For convenience, establish all units of measure ments how it is shown in the table. To change values by default, allocate an element interesting you, then choose correct value in a window «Change Unit Value». To choose an element from the list, allocate with a mouse this element. To remove allocation, once again click it with a mouse.

Field Distance Unit (distance) Time Unit (time) Date Format (a date format) Angle Unit (corner) Mass Unit (weight) Power Unit (force) Frequency Unit (frequency) SmallDistanceUnit () LatitudeUnit (width) LongitudeUnit (longitude)

Setting Nautical Miles (n miles) Hours (hours) UTC Gregorian (the Gregorian calendar) Degrees (degrees) Kilogra ms (kgs) dBW GHertz () Meters (metres) Degrees (degrees) Degrees (degrees)

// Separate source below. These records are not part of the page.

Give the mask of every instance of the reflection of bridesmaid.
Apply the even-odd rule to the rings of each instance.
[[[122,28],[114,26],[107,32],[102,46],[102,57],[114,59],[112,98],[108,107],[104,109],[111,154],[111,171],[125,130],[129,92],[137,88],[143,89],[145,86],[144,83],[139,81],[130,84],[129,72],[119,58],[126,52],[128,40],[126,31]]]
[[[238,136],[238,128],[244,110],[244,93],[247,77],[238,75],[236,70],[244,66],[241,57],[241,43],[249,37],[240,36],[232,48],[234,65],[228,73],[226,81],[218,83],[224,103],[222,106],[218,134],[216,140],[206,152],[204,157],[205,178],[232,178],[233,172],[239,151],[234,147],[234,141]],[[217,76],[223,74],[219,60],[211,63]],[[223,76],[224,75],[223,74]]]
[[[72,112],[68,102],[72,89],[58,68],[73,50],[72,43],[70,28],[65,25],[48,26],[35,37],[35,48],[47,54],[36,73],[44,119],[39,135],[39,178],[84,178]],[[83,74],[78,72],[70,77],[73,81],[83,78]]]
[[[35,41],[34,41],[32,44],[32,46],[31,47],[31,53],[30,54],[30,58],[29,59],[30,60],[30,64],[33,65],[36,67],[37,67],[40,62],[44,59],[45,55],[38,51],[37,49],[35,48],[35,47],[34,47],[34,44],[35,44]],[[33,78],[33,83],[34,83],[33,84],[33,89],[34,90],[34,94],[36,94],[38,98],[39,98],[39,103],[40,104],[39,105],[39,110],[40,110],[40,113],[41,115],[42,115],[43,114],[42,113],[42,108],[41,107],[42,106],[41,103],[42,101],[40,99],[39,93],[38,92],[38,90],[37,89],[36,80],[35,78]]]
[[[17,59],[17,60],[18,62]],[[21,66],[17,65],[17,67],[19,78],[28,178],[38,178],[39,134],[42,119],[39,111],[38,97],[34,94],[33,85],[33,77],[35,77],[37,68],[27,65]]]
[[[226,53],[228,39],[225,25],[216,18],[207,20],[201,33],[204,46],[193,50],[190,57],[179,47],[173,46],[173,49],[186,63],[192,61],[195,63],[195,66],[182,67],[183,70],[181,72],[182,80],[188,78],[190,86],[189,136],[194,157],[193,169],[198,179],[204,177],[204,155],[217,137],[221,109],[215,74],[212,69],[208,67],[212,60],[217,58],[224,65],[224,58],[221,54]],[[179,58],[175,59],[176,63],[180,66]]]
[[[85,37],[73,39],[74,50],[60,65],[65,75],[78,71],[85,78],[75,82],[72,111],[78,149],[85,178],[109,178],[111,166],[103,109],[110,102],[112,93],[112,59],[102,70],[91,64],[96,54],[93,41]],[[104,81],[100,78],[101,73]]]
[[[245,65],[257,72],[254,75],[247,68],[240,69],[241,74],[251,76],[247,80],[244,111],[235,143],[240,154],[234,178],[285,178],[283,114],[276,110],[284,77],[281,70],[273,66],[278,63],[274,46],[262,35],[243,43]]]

After the installation termination it is necessary to press the button APPRX. Drawing parameters operate information display to the screen and the possibilities accessible in window Map. To establish parameters of a drawing for own scenario, press the button of the panel of tools of a window of Mar. Properties of a card are responsible for information display: orbits, names of objects, lines and other information on the companion. In the table shown here, the option «Show Tool Bar» is included, and the option «Show Elevation Regions» is disconnected. For convenience, be convinced that options «Show Tool Bar», «Show Status Bar» and «Show Scroll Bars» are included, and the option «Show Elevation Regions option» is disconnected. After the termination, press on Details.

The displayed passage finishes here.